Sobrevino un silencio. Había oscurecido casi del todo.
Hori, al fin, preguntó con voz queda:
—¿Crees que Nofret murió víctima de un accidente casual? ¿U opinas que la despeñaron de la roca abajo?
Renisenb, al oír expresar lo que en el fondo pensaba, sintió verdaderas náuseas.
—¡No digas eso!
—Si lo crees, debes confesarlo. ¿Lo crees?
—Sí.
Hori inclinó ligeramente la cabeza, reflexionando. Luego preguntó:
—¿Y tienes a Sobek por culpable?
—¿Quién otro podría haber sido? Acuérdate de lo que hizo con la serpiente.

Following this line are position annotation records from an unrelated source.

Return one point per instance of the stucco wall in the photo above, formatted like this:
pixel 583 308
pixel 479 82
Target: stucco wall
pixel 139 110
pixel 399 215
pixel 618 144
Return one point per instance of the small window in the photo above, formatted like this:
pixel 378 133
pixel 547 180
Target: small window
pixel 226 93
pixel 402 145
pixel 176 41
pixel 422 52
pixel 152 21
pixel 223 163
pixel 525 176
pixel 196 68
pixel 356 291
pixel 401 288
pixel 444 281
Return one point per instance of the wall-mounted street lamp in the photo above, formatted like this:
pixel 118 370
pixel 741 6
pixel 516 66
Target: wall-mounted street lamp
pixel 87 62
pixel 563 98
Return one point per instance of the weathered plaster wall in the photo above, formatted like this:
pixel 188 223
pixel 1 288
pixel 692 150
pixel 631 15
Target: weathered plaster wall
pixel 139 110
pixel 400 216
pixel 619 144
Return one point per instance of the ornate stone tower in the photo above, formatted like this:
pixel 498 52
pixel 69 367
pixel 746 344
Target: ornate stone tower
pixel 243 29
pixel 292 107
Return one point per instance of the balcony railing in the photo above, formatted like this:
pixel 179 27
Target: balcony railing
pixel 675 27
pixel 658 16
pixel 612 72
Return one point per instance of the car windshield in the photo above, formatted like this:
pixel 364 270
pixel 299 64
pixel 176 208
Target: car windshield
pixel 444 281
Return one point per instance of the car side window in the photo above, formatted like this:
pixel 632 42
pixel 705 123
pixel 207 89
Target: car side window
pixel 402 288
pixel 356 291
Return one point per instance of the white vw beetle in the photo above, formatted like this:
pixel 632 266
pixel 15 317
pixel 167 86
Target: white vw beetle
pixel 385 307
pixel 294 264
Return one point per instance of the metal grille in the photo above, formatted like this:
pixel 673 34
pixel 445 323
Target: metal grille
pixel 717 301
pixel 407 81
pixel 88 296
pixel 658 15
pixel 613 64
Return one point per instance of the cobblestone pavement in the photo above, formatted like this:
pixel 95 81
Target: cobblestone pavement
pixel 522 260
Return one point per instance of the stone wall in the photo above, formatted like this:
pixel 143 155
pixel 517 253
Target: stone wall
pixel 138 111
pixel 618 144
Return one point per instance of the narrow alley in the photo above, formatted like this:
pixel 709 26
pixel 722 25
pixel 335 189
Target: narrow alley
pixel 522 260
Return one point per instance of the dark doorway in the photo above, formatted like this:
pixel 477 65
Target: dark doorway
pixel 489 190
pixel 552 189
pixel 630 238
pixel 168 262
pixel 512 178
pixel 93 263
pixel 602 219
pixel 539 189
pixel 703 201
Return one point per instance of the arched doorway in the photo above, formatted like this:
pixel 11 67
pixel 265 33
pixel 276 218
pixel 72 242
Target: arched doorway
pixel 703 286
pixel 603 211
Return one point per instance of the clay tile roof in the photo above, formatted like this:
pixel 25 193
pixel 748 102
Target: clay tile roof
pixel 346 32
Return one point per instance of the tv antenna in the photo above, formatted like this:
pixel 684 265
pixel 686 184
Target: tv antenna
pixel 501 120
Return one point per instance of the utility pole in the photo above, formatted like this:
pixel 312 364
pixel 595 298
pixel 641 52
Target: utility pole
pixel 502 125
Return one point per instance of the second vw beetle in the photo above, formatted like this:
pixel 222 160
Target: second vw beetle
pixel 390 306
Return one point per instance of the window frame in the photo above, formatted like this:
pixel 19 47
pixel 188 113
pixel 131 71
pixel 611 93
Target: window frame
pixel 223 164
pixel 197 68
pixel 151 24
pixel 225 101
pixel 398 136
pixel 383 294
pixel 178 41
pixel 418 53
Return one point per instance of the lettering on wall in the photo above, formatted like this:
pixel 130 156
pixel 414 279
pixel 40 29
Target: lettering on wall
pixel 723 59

Acuérdate también de lo que dijo aquel día, cuando salió furioso de la sala.
—Lo recuerdo. Pero los que más dicen no son siempre los que más hacen.
—¿No crees que a Nofret la asesinaron, Hori?
—Sí, lo creo. Pero no hay pruebas de lo contrario. Por eso he procurado persuadir a Imhotep de que fue un accidente. Mas Nofret fue arrojada abajo por alguien cuyo nombre no conoceremos nunca.
—¿Juzgas que ese alguien no fue Sobek?
—Tal pienso. Pero, puesto que nada sabemos, más vale no ocuparnos del asunto.
—Si no fue Sobek, ¿quién pudo ser?
Hori movió la cabeza.
—Si alguna idea tengo, puede ser equivocada. De suerte que es mejor dejarlo.
—¿Y no sabremos nunca lo que pasó? —dijo Renisenb—. ¡No lo sabremos nunca!
—Acaso sea eso preferible para todos.
—¿El qué? ¿No saber nada?
—Sí; no saberlo.
Renisenb se estremeció.
—Tengo miedo, Hori —dijo—. ¡Tengo mucho miedo!